Yeah, it didn't look equivalent - so I guess we want a C equivalent for:

- ALTERNATIVE "shl $(64 - 48), %rcx; sar $(64 - 48), %rcx", \
- "shl $(64 - 57), %rcx; sar $(64 - 57), %rcx", X86_FEATURE_LA57

instead of the pgtable_l5_enabled() runtime test that
__is_canonical_address() uses?


I don't think such a thing (without simply duplicate the above as an alternative asm, which is obviously easy enough, and still allows the compiler to pick the register used) would be possible without immediate patching support[*].

Incidentally, this is a question for Uros: is there a reason this is a mov to %ecx and not just %cl, which would save 3 bytes?
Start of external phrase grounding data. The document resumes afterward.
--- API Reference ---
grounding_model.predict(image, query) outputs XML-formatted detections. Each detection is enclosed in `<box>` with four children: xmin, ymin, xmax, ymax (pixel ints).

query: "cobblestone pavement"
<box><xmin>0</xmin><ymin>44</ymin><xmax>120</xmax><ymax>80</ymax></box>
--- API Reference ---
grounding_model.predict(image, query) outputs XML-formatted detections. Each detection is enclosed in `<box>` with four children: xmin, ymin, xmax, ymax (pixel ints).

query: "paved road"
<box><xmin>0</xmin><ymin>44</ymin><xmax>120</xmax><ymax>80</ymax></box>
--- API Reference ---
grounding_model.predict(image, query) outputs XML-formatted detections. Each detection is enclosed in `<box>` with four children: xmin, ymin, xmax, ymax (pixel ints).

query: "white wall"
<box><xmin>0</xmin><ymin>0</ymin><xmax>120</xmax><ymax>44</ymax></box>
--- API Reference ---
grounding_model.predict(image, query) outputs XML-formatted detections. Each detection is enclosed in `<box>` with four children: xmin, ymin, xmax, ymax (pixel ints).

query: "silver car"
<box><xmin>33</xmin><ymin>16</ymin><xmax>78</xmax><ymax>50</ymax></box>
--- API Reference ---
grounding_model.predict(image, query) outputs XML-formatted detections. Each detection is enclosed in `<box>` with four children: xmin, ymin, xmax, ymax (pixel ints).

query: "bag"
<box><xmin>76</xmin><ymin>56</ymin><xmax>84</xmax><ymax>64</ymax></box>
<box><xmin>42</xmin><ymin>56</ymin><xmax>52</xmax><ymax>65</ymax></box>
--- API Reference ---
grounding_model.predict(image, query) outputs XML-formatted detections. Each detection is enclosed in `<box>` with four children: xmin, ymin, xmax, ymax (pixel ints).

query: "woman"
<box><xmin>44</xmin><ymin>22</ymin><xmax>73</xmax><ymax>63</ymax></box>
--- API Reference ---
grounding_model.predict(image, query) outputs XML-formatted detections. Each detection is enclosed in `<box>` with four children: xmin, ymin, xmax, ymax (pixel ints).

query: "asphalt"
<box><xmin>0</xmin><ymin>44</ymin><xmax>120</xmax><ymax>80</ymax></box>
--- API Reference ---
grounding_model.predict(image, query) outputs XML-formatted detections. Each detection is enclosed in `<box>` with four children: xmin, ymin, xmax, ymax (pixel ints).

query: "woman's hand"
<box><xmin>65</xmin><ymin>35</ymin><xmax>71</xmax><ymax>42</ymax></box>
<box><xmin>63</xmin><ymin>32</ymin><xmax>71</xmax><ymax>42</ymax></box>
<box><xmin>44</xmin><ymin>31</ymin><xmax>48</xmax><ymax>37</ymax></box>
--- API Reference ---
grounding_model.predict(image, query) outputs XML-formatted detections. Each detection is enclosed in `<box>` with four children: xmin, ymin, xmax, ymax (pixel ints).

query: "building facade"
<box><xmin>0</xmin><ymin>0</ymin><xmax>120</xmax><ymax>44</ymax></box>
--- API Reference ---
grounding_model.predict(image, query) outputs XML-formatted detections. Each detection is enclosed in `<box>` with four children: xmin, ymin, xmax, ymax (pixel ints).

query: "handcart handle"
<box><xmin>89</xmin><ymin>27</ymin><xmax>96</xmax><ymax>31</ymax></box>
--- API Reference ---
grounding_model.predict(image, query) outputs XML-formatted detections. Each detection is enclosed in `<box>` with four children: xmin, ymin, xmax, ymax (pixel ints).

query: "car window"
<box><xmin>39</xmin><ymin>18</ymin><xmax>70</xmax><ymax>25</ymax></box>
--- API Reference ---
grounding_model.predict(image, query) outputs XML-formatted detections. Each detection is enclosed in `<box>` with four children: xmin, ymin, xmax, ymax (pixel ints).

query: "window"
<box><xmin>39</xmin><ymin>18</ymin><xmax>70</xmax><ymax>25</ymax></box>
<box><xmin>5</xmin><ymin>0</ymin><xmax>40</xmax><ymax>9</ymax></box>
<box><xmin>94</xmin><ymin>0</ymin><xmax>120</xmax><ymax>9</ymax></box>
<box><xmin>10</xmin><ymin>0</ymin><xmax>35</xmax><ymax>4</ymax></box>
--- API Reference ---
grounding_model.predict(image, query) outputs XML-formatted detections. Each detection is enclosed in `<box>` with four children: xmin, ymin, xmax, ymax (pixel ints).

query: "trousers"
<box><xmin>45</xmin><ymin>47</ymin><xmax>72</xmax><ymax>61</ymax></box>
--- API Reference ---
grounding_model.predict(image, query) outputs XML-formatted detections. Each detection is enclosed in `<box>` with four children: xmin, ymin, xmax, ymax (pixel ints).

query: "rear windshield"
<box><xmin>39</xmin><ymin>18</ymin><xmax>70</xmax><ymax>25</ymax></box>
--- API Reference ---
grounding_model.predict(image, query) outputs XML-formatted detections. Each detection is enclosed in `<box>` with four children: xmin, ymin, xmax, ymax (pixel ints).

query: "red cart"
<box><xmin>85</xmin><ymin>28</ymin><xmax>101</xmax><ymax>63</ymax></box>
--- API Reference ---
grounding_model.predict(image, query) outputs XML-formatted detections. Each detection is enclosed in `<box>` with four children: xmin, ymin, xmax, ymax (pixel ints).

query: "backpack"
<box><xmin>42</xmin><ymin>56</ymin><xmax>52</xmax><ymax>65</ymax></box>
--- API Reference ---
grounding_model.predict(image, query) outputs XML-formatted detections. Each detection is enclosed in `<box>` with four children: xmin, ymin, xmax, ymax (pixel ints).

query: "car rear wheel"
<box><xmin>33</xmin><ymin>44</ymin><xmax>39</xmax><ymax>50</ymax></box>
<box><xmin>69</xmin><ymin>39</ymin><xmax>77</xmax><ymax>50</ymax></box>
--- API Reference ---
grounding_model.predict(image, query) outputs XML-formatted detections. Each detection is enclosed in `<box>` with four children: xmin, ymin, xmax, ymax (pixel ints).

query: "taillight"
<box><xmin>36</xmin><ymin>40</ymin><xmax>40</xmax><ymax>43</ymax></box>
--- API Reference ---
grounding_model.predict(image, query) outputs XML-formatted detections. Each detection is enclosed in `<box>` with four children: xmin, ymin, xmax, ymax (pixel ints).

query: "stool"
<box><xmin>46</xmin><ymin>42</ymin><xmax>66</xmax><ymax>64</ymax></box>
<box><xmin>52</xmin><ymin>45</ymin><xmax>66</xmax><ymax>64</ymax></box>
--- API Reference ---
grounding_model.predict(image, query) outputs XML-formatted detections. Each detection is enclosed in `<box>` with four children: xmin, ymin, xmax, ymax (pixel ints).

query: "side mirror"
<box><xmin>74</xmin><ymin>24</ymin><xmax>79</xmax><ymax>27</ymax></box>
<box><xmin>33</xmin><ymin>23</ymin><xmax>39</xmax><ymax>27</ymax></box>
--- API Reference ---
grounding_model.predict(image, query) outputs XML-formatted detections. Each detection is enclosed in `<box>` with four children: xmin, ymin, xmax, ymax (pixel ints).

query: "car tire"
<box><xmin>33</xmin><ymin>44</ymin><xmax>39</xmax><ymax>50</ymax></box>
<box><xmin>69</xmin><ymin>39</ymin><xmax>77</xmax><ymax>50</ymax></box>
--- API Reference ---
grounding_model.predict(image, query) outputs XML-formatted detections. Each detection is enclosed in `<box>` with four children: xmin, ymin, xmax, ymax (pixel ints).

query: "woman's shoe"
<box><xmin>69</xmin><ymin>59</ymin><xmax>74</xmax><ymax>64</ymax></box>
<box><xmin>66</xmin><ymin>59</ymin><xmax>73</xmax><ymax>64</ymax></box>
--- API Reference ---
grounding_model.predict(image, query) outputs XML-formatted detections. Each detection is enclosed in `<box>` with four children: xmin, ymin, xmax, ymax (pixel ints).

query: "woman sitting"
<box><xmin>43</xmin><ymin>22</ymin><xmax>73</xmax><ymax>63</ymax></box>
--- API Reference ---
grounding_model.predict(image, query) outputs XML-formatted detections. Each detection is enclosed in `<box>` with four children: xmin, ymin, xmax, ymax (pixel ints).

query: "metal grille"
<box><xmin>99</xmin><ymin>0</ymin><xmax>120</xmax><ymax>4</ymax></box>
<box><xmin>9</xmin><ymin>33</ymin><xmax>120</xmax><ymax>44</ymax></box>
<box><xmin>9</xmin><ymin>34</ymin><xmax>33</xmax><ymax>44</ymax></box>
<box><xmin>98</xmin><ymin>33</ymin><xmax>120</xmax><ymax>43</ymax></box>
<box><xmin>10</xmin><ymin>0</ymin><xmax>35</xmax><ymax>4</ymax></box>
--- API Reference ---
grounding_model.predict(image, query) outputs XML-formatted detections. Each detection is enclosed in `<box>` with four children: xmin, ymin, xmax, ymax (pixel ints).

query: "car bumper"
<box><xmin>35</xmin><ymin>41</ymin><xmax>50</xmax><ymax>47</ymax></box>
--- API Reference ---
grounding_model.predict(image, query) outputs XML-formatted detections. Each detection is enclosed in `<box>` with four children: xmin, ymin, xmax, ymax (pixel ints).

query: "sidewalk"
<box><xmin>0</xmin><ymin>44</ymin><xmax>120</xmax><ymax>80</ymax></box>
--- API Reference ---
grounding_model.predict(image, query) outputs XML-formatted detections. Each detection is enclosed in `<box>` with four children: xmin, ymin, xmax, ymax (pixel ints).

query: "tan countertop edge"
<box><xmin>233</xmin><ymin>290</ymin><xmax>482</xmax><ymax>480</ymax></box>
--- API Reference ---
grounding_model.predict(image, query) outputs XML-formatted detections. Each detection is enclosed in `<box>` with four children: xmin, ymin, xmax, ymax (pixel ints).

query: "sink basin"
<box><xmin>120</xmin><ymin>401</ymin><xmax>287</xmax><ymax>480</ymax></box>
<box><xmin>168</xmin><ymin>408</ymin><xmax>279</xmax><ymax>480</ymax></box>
Incidentally, it is possible to save one instruction and use only *one* alternative immediate:

leaq (%rax,%rax),%rdx
xorq %rax,%rdx
shrq $(63 - LA),%rdx # Yes, 63, not 64
# ZF=1 if canonical

This works because if bit [x] is set in the output, then bit [x] and [x-1] in the input are different (bit [-1] considered to be zero); and by definition a bit is canonical if and only if all the bits [63:LA] are identical, thus bits [63:LA+1] in the output must all be zero.

The first two instructions are pure arithmetic and can thus be done in C:

bar = foo ^ (foo << 1);

... leaving only one instruction needing to be patched at runtime.

-hpa



[*] which is a whole bit of infrastructure that I know first-hand is extremely complex[**] -- I had an almost-complete patchset done at one time, but it has severely bitrotted. The good part is that it is probably a lot easier to do today, with the alternatives-patching callback routines available.

[**] the absolute best would of course be if such infrastructure could be compiler-supported (probably as part as some really fancy support for alternatives/static branch), but that would probably be a nightmare to do in the compiler or a plugin.